Sun Rongjie, Gardner Wil, Winkler David A, Muir Benjamin W, Pigram Paul J
Centre for Materials and Surface Science and Department of Mathematical and Physical Sciences, La Trobe University, Bundoora, Victoria 3086, Australia.
La Trobe Institute for Molecular Science, La Trobe University, Bundoora, Victoria 3086, Australia.
Anal Chem. 2024 May 14;96(19):7594-7601. doi: 10.1021/acs.analchem.4c00456. Epub 2024 Apr 30.

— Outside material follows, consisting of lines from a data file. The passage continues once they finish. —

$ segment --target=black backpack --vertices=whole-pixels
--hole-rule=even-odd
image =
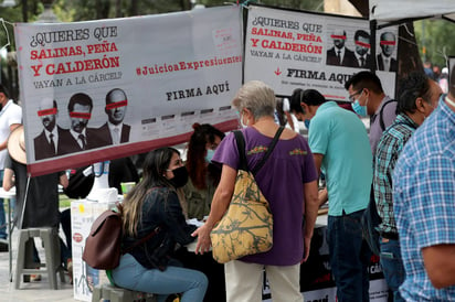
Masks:
[[[379,112],[379,123],[382,129],[382,132],[385,130],[385,125],[384,125],[384,120],[382,117],[383,110],[384,110],[384,107],[392,101],[396,101],[396,99],[389,99],[388,101],[385,101],[381,108],[381,111]],[[381,223],[382,223],[382,219],[378,214],[378,209],[377,209],[375,201],[374,201],[373,185],[371,184],[370,202],[368,203],[368,206],[363,212],[361,224],[362,224],[363,238],[368,242],[368,246],[370,247],[371,251],[377,256],[379,256],[380,250],[381,250],[380,245],[379,245],[380,234],[379,234],[379,230],[377,229]]]
[[[68,186],[63,190],[63,193],[70,198],[85,198],[88,193],[91,193],[93,183],[95,182],[95,174],[91,173],[88,176],[84,175],[84,170],[89,165],[72,169],[70,171]]]

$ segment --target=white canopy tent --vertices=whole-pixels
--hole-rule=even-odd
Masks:
[[[455,22],[455,0],[369,0],[369,10],[372,45],[377,30],[382,28],[422,19]],[[375,47],[371,47],[371,55],[375,56]]]

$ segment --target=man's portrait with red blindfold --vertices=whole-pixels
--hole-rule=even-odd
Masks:
[[[334,47],[327,51],[327,65],[337,65],[346,67],[357,67],[356,55],[346,47],[346,31],[336,29],[330,35],[334,41]]]
[[[98,136],[104,138],[105,145],[129,141],[131,127],[124,123],[127,105],[127,96],[120,88],[114,88],[106,94],[107,121],[97,130]]]
[[[43,98],[40,103],[38,116],[43,123],[43,131],[33,139],[34,159],[36,161],[53,158],[61,153],[62,129],[56,123],[59,109],[55,99]]]
[[[383,32],[380,35],[379,45],[381,53],[377,56],[377,69],[396,72],[396,60],[392,57],[396,47],[396,39],[392,32]]]
[[[102,140],[96,129],[87,127],[92,118],[92,98],[83,93],[74,94],[67,109],[71,128],[62,132],[59,155],[102,147],[105,139]]]

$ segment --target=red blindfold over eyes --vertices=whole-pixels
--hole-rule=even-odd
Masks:
[[[362,47],[366,47],[366,48],[370,48],[369,43],[363,43],[363,42],[360,42],[360,41],[356,41],[356,45],[359,45],[359,46],[362,46]]]
[[[56,115],[56,108],[43,109],[38,111],[39,117]]]
[[[92,114],[89,112],[70,112],[70,117],[80,119],[91,119]]]
[[[119,101],[115,101],[115,103],[110,103],[110,104],[106,105],[106,109],[107,110],[115,109],[115,108],[118,108],[118,107],[125,107],[127,105],[128,105],[128,100],[124,99],[124,100],[119,100]]]
[[[380,44],[381,44],[381,45],[391,45],[391,46],[394,46],[394,45],[395,45],[395,41],[381,41]]]

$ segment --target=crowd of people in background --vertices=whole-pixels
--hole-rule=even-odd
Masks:
[[[383,36],[388,39],[394,36]],[[159,148],[145,154],[140,174],[130,158],[112,161],[112,186],[120,192],[121,181],[137,183],[123,202],[123,245],[134,247],[113,270],[115,284],[155,293],[160,302],[171,294],[191,302],[261,301],[265,270],[274,301],[303,301],[300,263],[309,255],[317,211],[328,202],[329,262],[337,300],[369,301],[372,254],[361,218],[374,202],[382,219],[377,229],[380,263],[391,300],[454,300],[455,71],[448,83],[446,67],[440,71],[425,63],[424,72],[411,73],[399,83],[396,98],[384,93],[371,72],[355,74],[345,88],[349,108],[316,89],[298,88],[290,97],[277,97],[258,80],[245,83],[232,101],[240,112],[250,169],[261,160],[277,129],[287,127],[255,175],[274,216],[274,245],[267,252],[225,265],[215,262],[210,254],[210,231],[229,207],[239,170],[233,133],[194,123],[186,161],[177,149]],[[116,118],[123,122],[124,112],[116,116],[117,109],[109,104],[121,99],[126,96],[119,89],[106,96],[106,114],[113,125],[118,125]],[[9,154],[7,150],[11,132],[22,129],[23,141],[22,114],[1,85],[0,105],[2,184],[6,190],[17,185],[17,204],[22,208],[27,160],[24,154],[18,158],[15,151]],[[55,108],[56,115],[55,101],[50,99],[43,106]],[[361,121],[367,117],[369,132]],[[298,121],[305,123],[307,139],[299,134]],[[55,117],[43,119],[43,126],[50,126],[52,133]],[[123,142],[124,134],[110,128],[106,123],[106,133],[116,133],[112,143]],[[53,148],[56,152],[60,147]],[[120,174],[128,174],[128,180]],[[56,191],[59,183],[67,185],[65,177],[64,172],[32,177],[28,203],[33,205],[24,213],[17,208],[15,217],[21,217],[20,225],[14,219],[18,227],[59,228],[61,217],[68,217],[59,212]],[[325,187],[318,187],[321,177]],[[45,206],[34,199],[43,190]],[[2,211],[0,199],[0,248],[8,250]],[[203,224],[197,227],[189,219]],[[66,231],[67,227],[65,223]],[[151,231],[156,235],[145,244],[134,245]],[[67,268],[71,235],[66,237],[66,246],[61,241],[62,266]],[[186,246],[194,241],[195,251],[188,251]]]

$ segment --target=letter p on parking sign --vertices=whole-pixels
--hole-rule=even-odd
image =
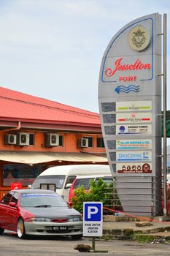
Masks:
[[[83,236],[102,236],[103,203],[101,202],[83,203]]]

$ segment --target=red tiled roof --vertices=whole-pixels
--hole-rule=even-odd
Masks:
[[[0,87],[0,120],[100,126],[98,113]],[[82,125],[83,126],[83,125]]]

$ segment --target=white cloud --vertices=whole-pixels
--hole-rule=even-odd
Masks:
[[[107,44],[127,23],[158,11],[169,15],[170,1],[1,0],[0,83],[98,111],[98,72]]]

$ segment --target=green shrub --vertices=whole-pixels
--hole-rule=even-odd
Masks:
[[[117,195],[115,195],[113,184],[107,185],[101,178],[97,182],[90,181],[90,191],[87,192],[83,187],[74,190],[74,197],[72,198],[72,207],[82,213],[83,202],[102,202],[109,208],[115,208],[115,203],[120,205]],[[117,198],[115,200],[115,198]],[[107,206],[109,205],[109,206]],[[109,214],[113,214],[112,211]]]

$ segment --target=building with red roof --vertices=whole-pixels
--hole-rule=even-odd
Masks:
[[[45,169],[107,164],[99,115],[0,87],[0,197]]]

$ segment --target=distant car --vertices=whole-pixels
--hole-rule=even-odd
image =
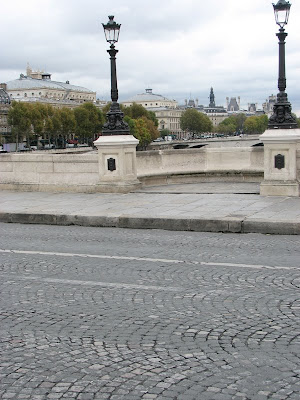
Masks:
[[[163,140],[164,140],[163,138],[157,138],[157,139],[154,139],[153,142],[163,142]]]

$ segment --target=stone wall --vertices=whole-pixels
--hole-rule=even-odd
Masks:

Multivariate statistical tools and machine learning (ML) techniques can deconvolute hyperspectral data and control the disparity between the number of samples and features in materials science. Nevertheless, the importance of generating sufficient high-quality sample replicates in training data cannot be overlooked, as it fundamentally affects the performance of ML models. Here, we present a quantitative analysis of time-of-flight secondary ion mass spectrometry (ToF-SIMS) spectra of a simple microarray system of two food dyes using partial least-squares (PLS, linear) and random forest (RF, nonlinear) algorithms. This microarray was generated by a high-throughput sample preparation and analysis workflow for fast and efficient acquisition of quality and reproducible spectra via ToF-SIMS. We drew insights from the bias-variance trade-off, investigated the performances of PLS and RF regression models as a function of training data size, and inferred the amount of data needed to construct accurate and reliable regression models. In addition, we found that the spectral concatenation of positive and negative ToF-SIMS spectra improved the model performances. This study provides an empirical basis for future design of high-throughput microarrays and multicomponent systems, for the purpose of analysis with ToF-SIMS and ML.
多元统计工具和机器学习(ML)技术可以对高光谱数据进行去卷积,并控制材料科学中样本数量和特征数量之间的差异。然而,在训练数据中生成足够数量的高质量样本复制品的重要性不可忽视,因为这从根本上影响ML模型的性能。在这里,我们使用偏最小二乘法(PLS,线性)和随机森林(RF,非线性)算法,对两种食用色素的简单微阵列系统的飞行时间二次离子质谱(ToF-SIMS)光谱进行了定量分析。该微阵列是通过高通量样品制备和分析工作流程生成的,以便通过ToF-SIMS快速高效地获取高质量且可重复的光谱。我们从偏差-方差权衡中获得见解,研究了PLS和RF回归模型的性能与训练数据大小的函数关系,并推断出构建准确可靠回归模型所需的数据量。此外,我们发现正、负ToF-SIMS光谱的光谱拼接提高了模型性能。本研究为未来高通量微阵列和多组分系统的设计提供了经验基础,以便用于ToF-SIMS和ML分析。